In a situation like this, several start-ups are coming up with unconventional systems and indigenous ventilators to solve this problem. One such start-up is Bengaluru-based InnAccel Technologies. The medtech start-up has developed a one-of-a-kind continuous positive airway pressure (CPAP) system, which is non-invasive. It can run without electricity as it has a six-hour battery backup, and an ability to ventilate with ambient air if oxygen is not available.
The CPAP system could act as a backup ventilation system when a ventilator or trained staff for intubation is not immediately available. “We had developed a neonatal CPAP system, which was designed for premature babies and we built Saans Pro on that platform for adults in a span of two months,” said Siraj Dhanani, founder of InnAccel Technologies.
Weighing around 5 kgs, Saans Pro has been tested in a rickshaw and was able to maintain the air pressure for 12 hours. So, it can also be used on patients on the go, claims Dhanani.
The company has a patent on the product, which can also be manually powered in adverse conditions. The company has the capacity to produce 1,000 such CPAP systems in a month and will start manufacturing from May.
“CPAP is currently being used by most Italian health practitioners. Mild to moderate cases of respiratory failure can be managed on CPAP. It has a hood, which reduces the chances of dissemination of the virus, giving protection to health care workers,” said Vimal Bharadwaj, a medical practitioner at the department of critical care medicine at Narayana Health
A Mumbai-based 3D printing start-up Extrudify Technologies has recently manufactured ventilator splitters. The splitters allow one ventilator to support up to two patients under emergency use during times of acute equipment shortages. Two ventilator splitter devices are needed for each ventilator — one on the intake and one on the return. They split the airflow to the ventilator, acting as a Y connector.

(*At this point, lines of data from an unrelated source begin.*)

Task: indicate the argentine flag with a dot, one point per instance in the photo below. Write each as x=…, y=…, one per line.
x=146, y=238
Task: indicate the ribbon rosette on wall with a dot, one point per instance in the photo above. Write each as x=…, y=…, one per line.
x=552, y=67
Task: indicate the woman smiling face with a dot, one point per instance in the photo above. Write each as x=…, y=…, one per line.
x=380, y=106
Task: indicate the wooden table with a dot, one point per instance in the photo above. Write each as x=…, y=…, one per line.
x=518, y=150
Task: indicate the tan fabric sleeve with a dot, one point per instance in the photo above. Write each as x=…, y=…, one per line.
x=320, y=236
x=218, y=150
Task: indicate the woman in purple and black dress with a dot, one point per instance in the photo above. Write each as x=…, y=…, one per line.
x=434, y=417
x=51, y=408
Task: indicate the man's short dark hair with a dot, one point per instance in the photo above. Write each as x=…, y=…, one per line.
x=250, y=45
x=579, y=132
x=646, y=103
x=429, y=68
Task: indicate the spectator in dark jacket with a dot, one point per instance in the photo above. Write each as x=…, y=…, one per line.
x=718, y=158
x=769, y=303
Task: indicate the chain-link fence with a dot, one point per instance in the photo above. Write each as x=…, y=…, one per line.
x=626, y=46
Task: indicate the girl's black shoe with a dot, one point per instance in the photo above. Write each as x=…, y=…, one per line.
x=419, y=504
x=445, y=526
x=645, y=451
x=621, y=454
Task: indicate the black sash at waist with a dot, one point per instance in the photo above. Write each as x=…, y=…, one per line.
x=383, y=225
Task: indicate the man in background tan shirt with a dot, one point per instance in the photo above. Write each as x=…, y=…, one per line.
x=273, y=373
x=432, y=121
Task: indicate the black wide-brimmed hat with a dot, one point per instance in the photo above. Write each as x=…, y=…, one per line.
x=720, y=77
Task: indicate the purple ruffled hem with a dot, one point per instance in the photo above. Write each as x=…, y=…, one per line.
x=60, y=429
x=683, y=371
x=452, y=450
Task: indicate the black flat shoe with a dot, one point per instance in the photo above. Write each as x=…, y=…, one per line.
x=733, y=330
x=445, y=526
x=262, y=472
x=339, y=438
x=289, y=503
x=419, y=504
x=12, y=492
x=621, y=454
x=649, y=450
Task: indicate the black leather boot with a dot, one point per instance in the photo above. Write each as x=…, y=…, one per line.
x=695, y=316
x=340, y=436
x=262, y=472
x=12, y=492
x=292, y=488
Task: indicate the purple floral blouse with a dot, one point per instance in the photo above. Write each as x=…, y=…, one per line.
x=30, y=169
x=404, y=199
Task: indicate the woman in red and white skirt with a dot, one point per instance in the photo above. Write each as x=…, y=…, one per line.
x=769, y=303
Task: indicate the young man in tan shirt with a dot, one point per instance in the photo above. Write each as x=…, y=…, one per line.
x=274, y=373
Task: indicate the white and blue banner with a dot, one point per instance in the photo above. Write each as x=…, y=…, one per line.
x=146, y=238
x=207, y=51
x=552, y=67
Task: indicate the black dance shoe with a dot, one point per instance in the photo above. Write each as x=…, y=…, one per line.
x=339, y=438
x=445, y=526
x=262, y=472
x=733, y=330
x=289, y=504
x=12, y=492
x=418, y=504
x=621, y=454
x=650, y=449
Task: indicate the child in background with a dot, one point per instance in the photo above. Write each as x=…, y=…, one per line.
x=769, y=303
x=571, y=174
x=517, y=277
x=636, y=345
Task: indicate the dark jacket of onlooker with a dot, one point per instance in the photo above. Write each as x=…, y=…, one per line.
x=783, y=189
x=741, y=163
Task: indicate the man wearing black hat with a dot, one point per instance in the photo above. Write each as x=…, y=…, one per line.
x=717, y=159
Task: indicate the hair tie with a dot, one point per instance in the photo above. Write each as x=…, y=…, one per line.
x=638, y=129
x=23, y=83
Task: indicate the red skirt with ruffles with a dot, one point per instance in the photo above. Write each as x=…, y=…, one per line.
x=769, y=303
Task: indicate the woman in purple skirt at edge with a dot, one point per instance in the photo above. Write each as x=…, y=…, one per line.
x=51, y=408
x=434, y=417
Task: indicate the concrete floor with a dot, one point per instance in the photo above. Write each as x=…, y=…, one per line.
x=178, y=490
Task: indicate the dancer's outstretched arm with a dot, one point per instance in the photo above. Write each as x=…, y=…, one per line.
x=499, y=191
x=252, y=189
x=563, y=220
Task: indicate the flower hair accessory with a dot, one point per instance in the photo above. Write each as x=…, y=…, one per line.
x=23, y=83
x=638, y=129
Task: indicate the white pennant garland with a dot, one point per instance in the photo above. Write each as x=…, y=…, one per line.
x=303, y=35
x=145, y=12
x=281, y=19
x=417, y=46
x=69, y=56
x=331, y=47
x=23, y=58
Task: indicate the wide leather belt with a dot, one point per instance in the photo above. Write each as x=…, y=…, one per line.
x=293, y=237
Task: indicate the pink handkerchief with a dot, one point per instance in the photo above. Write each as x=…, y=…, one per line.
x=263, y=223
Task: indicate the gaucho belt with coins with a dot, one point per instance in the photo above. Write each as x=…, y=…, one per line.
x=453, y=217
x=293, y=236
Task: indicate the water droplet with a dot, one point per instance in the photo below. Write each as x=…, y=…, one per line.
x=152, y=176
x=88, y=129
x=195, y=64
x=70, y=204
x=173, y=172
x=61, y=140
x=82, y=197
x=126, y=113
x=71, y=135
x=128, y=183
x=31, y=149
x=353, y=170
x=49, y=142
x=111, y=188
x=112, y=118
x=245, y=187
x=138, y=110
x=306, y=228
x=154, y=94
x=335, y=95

“We have managed to get the device stimulated with ventilators and test lungs at Sir H N Reliance Foundation Hospital and Research Centre,” said Extrudify Technologies founder Harsh Sanghvi. This technology was first used in the US after the Food & Drug Administration (FDA) gave emergency authorisation allowing ventilators to be modified using a splitter tube.
However, Indian experts said splitters should only be used when there is no other way out. “No one can say with certainty that there won’t be any cross infection using a ventilator splitter. A lot of filters are used to avoid any spread of infection but knowing the nature of coronavirus, a human error could lead to a transmission,” said Somesh Mittal, chief executive officer (CEO) of a private hospital in Bengaluru.
Domestic firms are also sourcing ventilator parts from within the country to manufacture them at a much lower cost.
Rajkot-based CNC machine tools maker, Jyoti CNC Automation, has developed an indigenous ventilator costing about one-sixth of what is presently available in the market.
Named Dhaman-1, which means a blower that pumps the air, has been developed within 10 days at Jyoti CNC’s Rajkot facility and costs Rs 1 lakh.
According to company chairman and managing director (MD), Parakramsinh Jadeja, an initial 1,000 units of the ventilator will be donated to the Gujarat government for Covid-19 and other needs.
Aerobiosys Innovations, a start-up incubated at the Indian Institute of Technology (IIT) Hyderabad’s Center for Healthcare Entrepreneurship (CFHE) has also developed a low-cost, portable ventilator called Jeevan Lite. Priced at Rs 1 lakh, it can be remotely operated through a phone app.
“Its wireless connectivity and remote monitoring makes it unique,” said Renu John, head of the department of biomedical engineering at IIT Hyderabad.
Noida-based start-up AgVa Healthcare has come up with a cost effective and portable ventilator, which is less than a foot in height.
The company has ramped up production and will manufacture 10,000 units per month. The device weighs 2.5 kgs and is priced at Rs 1.5 lakh.